ACE Issue 41 2025 | Page 47

Setting these parameters inevitably means some people choose to leave. Others are asked to leave. Your retention data temporarily looks worse even as your operation strengthens. This is the cost of transformation that award entries rarely discuss.
But here’ s what emerges on the other side- a calmer organisation.
When everyone understands the boundaries within which they operate, anxiety decreases as accountability increases. The chaos disappears because you’ ve created an environment where people can perform consistently.
Investment timing
Investing in improvements before problems are visible is one of the biggest challenges in business transformation.
After our company suffered a major fire and faced big disruptions, we still managed to reach £ 21 million in turnover both years. It might seem reasonable to assume our current setup was enough- but that’ s the mistake.
The systems that support £ 21 million in business won’ t be enough to support £ 50 million. It’ s crucial to expand your capacity before demand grows.
Even while we remained profitable during the disruption, we increased our press bed capacity, invested in CNC technology, added water jet cutting and reorganised our facility layouts.
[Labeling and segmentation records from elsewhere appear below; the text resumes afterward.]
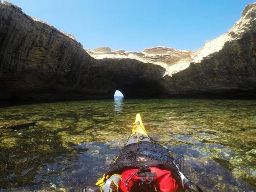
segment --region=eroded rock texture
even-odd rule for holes
[[[256,98],[256,4],[195,51],[86,50],[72,35],[0,2],[0,99]]]

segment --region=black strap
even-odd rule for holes
[[[138,173],[137,175],[139,177],[156,177],[156,172],[140,172]]]

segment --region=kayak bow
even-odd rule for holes
[[[163,167],[165,167],[166,168],[167,167],[167,169],[168,169],[168,167],[172,167],[172,168],[170,168],[170,169],[169,170],[172,170],[172,172],[174,172],[174,175],[178,177],[178,180],[180,182],[179,185],[179,188],[181,189],[182,191],[185,192],[202,192],[200,188],[188,180],[188,178],[182,171],[182,164],[184,163],[184,159],[183,156],[174,152],[176,154],[180,156],[178,158],[175,160],[173,156],[170,153],[171,151],[169,150],[169,148],[166,149],[166,148],[162,146],[155,144],[150,140],[150,138],[148,135],[144,127],[140,114],[137,114],[135,121],[133,123],[133,126],[132,130],[132,133],[129,136],[126,143],[125,144],[124,147],[119,152],[118,155],[114,160],[113,162],[109,165],[106,170],[106,173],[104,174],[102,178],[97,182],[96,184],[96,185],[86,186],[83,189],[83,192],[112,192],[115,191],[118,192],[121,182],[123,182],[123,181],[122,181],[122,178],[121,174],[122,171],[123,171],[122,170],[125,171],[125,170],[127,170],[127,169],[125,169],[126,168],[124,167],[125,167],[126,165],[122,164],[122,162],[127,162],[127,161],[129,160],[128,158],[126,159],[122,158],[124,159],[125,159],[125,160],[124,161],[124,160],[122,159],[122,156],[120,156],[120,154],[122,155],[123,153],[125,153],[125,152],[126,151],[126,150],[127,150],[127,148],[129,148],[129,147],[131,147],[131,146],[138,146],[138,148],[139,148],[135,150],[137,150],[136,151],[136,152],[134,152],[134,150],[133,150],[133,151],[131,151],[130,152],[128,152],[128,153],[129,153],[130,156],[130,153],[132,153],[133,152],[134,154],[137,154],[138,155],[139,157],[137,158],[136,162],[134,161],[133,162],[134,167],[138,167],[139,169],[137,171],[131,175],[129,178],[129,180],[126,180],[124,181],[124,182],[126,183],[125,186],[128,186],[129,181],[130,180],[131,177],[134,177],[137,174],[138,175],[142,171],[143,173],[144,173],[144,171],[148,171],[148,169],[149,169],[150,172],[150,168],[152,167],[151,168],[153,168],[153,167],[156,166],[152,166],[150,164],[150,159],[153,157],[156,159],[155,161],[157,160],[159,161],[160,160],[159,160],[162,159],[162,162],[161,162],[160,164],[159,164],[160,166],[162,165],[163,166]],[[136,145],[134,146],[134,145]],[[142,148],[140,148],[140,146],[141,145],[144,145],[143,146],[144,146],[141,147]],[[145,146],[148,146],[148,148],[145,148],[146,147]],[[154,149],[154,149],[150,149],[150,147],[151,148]],[[125,152],[123,152],[123,150],[124,150],[124,151]],[[158,150],[159,150],[161,152],[158,152]],[[154,151],[155,153],[154,153]],[[126,152],[126,153],[127,153],[127,152]],[[163,159],[163,157],[165,157],[164,158],[164,159]],[[158,164],[157,162],[151,160],[151,162],[152,162],[152,163],[154,163],[153,164]],[[147,162],[147,161],[148,162]],[[163,162],[162,161],[164,161]],[[132,162],[132,160],[131,162]],[[124,163],[125,164],[125,163]],[[129,164],[129,166],[130,167],[130,164]],[[166,166],[164,166],[165,165]],[[158,168],[156,168],[156,169],[158,169]],[[145,171],[146,169],[148,170]],[[164,169],[166,169],[164,168]],[[117,174],[116,173],[115,173],[115,170],[119,170],[119,171],[117,171],[118,172]],[[175,170],[175,171],[174,170]],[[176,171],[176,174],[175,174],[175,171]],[[153,173],[153,172],[151,172],[151,173]],[[145,178],[145,179],[146,179],[146,177]],[[154,190],[154,191],[156,192],[159,191],[157,190],[154,184],[154,186],[155,190]],[[121,187],[122,187],[122,186]]]

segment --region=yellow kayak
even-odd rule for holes
[[[96,185],[86,186],[83,189],[83,192],[118,192],[121,182],[123,184],[122,186],[121,184],[121,188],[122,186],[125,187],[123,185],[124,183],[128,183],[124,186],[128,186],[130,178],[138,173],[148,172],[149,170],[154,168],[152,167],[162,169],[161,170],[162,172],[170,171],[173,176],[172,178],[174,178],[172,179],[178,183],[179,188],[182,189],[183,191],[202,192],[199,187],[190,181],[182,173],[183,168],[181,166],[184,164],[184,160],[183,156],[176,154],[180,157],[175,159],[170,153],[168,148],[150,141],[139,113],[136,114],[133,125],[132,132],[126,143],[113,162],[108,166],[106,173]],[[122,172],[134,168],[138,170],[131,174],[128,179],[124,179],[124,181],[122,181]],[[138,174],[138,175],[140,173]],[[124,176],[125,176],[125,175]],[[146,177],[141,177],[143,182],[140,183],[139,186],[145,183],[144,180]],[[167,183],[164,183],[164,187],[166,187]]]

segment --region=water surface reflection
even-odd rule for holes
[[[79,191],[94,183],[136,113],[156,142],[184,155],[205,191],[256,189],[255,100],[113,100],[0,108],[0,189]]]

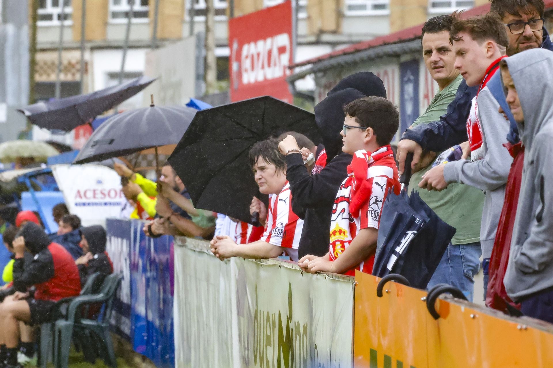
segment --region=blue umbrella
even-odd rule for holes
[[[132,97],[155,80],[139,77],[92,93],[38,102],[18,111],[40,127],[69,132]]]

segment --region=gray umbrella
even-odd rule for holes
[[[69,132],[132,97],[155,80],[139,77],[92,93],[38,102],[18,111],[40,127]]]
[[[146,148],[176,145],[197,112],[186,106],[150,105],[116,115],[92,133],[74,162],[101,161]]]

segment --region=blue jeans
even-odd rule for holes
[[[463,292],[472,301],[474,275],[480,269],[482,248],[479,242],[449,246],[426,286],[430,290],[438,284],[448,284]]]

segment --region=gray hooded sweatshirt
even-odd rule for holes
[[[553,286],[553,52],[535,49],[505,59],[524,122],[518,207],[503,280],[515,301]]]
[[[498,70],[496,73],[499,73]],[[477,114],[482,129],[483,157],[475,161],[452,161],[444,168],[444,178],[447,183],[468,184],[484,191],[486,197],[480,226],[480,244],[482,257],[492,256],[495,232],[503,207],[505,186],[513,157],[503,143],[507,142],[509,122],[499,113],[499,104],[488,87],[484,87],[474,99],[478,102]],[[474,101],[471,108],[474,108]],[[474,213],[478,213],[474,209]]]

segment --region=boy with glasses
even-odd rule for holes
[[[336,194],[330,223],[329,252],[307,255],[298,263],[311,273],[372,272],[378,225],[390,190],[399,194],[399,175],[390,146],[399,114],[382,97],[363,97],[345,108],[342,150],[353,156],[348,177]]]

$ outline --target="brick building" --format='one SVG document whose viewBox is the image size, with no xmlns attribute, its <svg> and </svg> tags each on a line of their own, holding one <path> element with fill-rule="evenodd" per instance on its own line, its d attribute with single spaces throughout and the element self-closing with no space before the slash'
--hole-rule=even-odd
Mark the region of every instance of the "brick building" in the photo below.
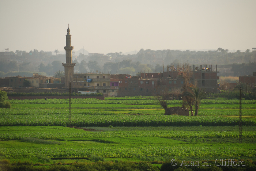
<svg viewBox="0 0 256 171">
<path fill-rule="evenodd" d="M 118 96 L 119 81 L 110 81 L 110 74 L 75 73 L 74 88 L 78 91 L 101 92 L 106 96 Z"/>
<path fill-rule="evenodd" d="M 256 84 L 256 72 L 253 72 L 252 76 L 239 76 L 239 83 L 248 84 L 248 86 L 253 87 Z"/>
</svg>

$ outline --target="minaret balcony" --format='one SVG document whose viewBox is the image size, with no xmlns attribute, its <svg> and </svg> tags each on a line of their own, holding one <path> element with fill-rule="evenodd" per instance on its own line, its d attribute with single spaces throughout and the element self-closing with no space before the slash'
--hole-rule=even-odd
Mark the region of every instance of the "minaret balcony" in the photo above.
<svg viewBox="0 0 256 171">
<path fill-rule="evenodd" d="M 62 63 L 62 66 L 76 66 L 76 63 L 71 63 L 68 64 Z"/>
<path fill-rule="evenodd" d="M 74 49 L 74 46 L 65 46 L 64 49 L 65 50 L 72 50 Z"/>
</svg>

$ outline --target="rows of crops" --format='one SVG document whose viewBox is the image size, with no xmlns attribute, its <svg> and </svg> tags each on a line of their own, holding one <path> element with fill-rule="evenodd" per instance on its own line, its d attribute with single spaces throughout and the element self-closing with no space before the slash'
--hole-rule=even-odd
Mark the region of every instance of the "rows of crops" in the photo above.
<svg viewBox="0 0 256 171">
<path fill-rule="evenodd" d="M 68 104 L 68 99 L 48 99 L 47 100 L 44 99 L 34 100 L 10 100 L 12 104 Z M 181 104 L 182 100 L 168 100 L 167 104 Z M 126 104 L 136 105 L 149 105 L 160 104 L 159 102 L 157 100 L 101 100 L 97 99 L 72 99 L 72 104 Z M 201 104 L 238 104 L 239 100 L 203 100 L 201 101 Z M 242 100 L 242 104 L 256 104 L 256 100 Z"/>
<path fill-rule="evenodd" d="M 117 110 L 118 111 L 118 110 Z M 124 114 L 138 114 L 138 115 L 163 115 L 165 112 L 163 109 L 162 110 L 148 110 L 144 111 L 143 110 L 135 110 L 133 111 L 127 111 Z M 15 108 L 11 109 L 1 109 L 1 115 L 65 115 L 68 113 L 67 109 L 58 110 L 49 109 L 45 110 L 37 108 Z M 81 110 L 73 109 L 71 110 L 71 114 L 81 115 L 120 115 L 122 114 L 117 112 L 113 112 L 108 111 L 93 111 L 89 110 Z M 211 115 L 211 116 L 231 116 L 237 115 L 239 114 L 238 110 L 202 110 L 199 111 L 199 115 Z M 256 110 L 244 110 L 242 111 L 243 116 L 256 116 Z"/>
<path fill-rule="evenodd" d="M 126 147 L 102 147 L 101 148 L 45 148 L 26 149 L 1 149 L 1 155 L 8 158 L 33 157 L 44 154 L 51 157 L 88 157 L 91 155 L 105 157 L 133 157 L 142 156 L 234 156 L 252 157 L 256 155 L 256 151 L 234 147 L 175 147 L 159 146 L 136 148 Z"/>
<path fill-rule="evenodd" d="M 0 118 L 0 126 L 65 126 L 67 114 L 11 115 Z M 71 125 L 77 126 L 237 126 L 238 118 L 216 116 L 190 117 L 178 115 L 72 114 Z M 243 120 L 243 126 L 255 126 L 253 121 Z"/>
<path fill-rule="evenodd" d="M 133 131 L 85 132 L 79 132 L 6 133 L 0 134 L 0 141 L 20 140 L 25 137 L 34 137 L 48 140 L 60 138 L 95 138 L 114 137 L 155 137 L 161 138 L 237 138 L 238 131 L 199 132 L 187 131 Z M 256 138 L 254 131 L 243 132 L 243 137 Z"/>
</svg>

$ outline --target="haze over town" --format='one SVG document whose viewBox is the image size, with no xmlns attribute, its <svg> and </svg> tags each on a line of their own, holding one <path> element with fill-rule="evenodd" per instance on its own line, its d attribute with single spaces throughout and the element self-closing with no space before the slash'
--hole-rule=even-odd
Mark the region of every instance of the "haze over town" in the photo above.
<svg viewBox="0 0 256 171">
<path fill-rule="evenodd" d="M 256 6 L 253 0 L 3 0 L 0 51 L 63 50 L 69 23 L 75 51 L 245 52 L 256 46 Z"/>
</svg>

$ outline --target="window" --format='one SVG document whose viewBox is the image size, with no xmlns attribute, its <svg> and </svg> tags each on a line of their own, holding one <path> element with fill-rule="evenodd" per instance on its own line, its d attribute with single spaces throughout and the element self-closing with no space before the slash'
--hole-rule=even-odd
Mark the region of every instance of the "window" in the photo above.
<svg viewBox="0 0 256 171">
<path fill-rule="evenodd" d="M 204 82 L 204 80 L 202 80 L 202 87 L 204 87 L 205 86 L 205 82 Z"/>
</svg>

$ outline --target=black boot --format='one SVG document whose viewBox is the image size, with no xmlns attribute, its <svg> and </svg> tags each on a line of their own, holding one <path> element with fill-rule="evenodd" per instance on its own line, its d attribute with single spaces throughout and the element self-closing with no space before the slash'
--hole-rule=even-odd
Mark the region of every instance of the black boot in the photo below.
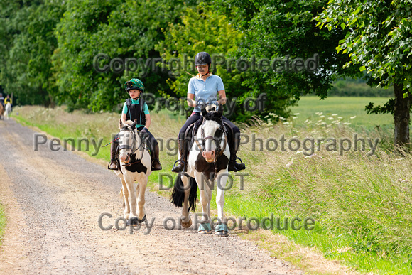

Some saw this as excessive investment, but it was the bare minimum for achieving our long-term goals.
The key lesson here is that strong foundations must come before growth. If you wait until your business is big to create big infrastructure, you’ ll never reach your goals- something critical will fail first.
The compounding returns of daily discipline
Transformation is built on daily discipline. Every morning, supervisors run team reviews then meet with operations management. By 9:15am, every issue is understood, every escalation is addressed and the entire business is aligned. This daily rhythm has been running for eighteen months.
This is not glamorous work, and it doesn’ t produce dramatic overnight results. It does, however, prevent problems from metastasising and means that people don’ t spend three months storing up frustrations for an engagement meeting.
When you combine this daily rhythm with continuous improvement expectations- where every operations team member is expected to improve- you create compound returns.
One per cent better every month is 12 % better every year and that is the key to achieving exponential growth.
The real measure
We’ ve reduced lead times by 60 % in the last 18 months. We’ ve increased box body production eight-fold. We’ ve achieved profitability despite a significantly higher fixed cost base following facility expansion.
These numbers matter, but they’ re lagging indicators. They tell you what happened, not if you’ re building something sustainable.
The real measures are different. We ask ourselves if customers were to visit unannounced, would they see operations running exactly as we describe them? Can we absorb a 20 % growth spike without systemic breakdown? Would our best operators choose to stay if offered more money elsewhere? Are problems surfaced immediately or hidden until they become crises?
The answers to these questions reveal whether you’ ve built a system or just achieved temporary results through heroic effort.
The mission beyond market position
The mission is to build an operation that could stand as an example of manufacturing excellence in any sector – one that would be recognised as world-class in the sectors we provide solutions for.
In a competitive industry without the protection of patents, sustainable advantage comes from doing the fundamentals better than anyone else.
The businesses that thrive are those with the operational discipline to integrate new technologies early and the consistency to earn trust on the most complex, high-stakes projects.
The work continues
The metrics have followed our work, but CoolKit, like any business, is never going to be‘ finished’. The beauty of operations is in the continuous improvement and incremental gains.
Every day, the operations team arrives with two responsibilities: execute today’ s plan and improve tomorrow’ s capability.
This is not a project with an end date. Never being satisfied with current performance while being proud of the trajectory is the essence of operational excellence.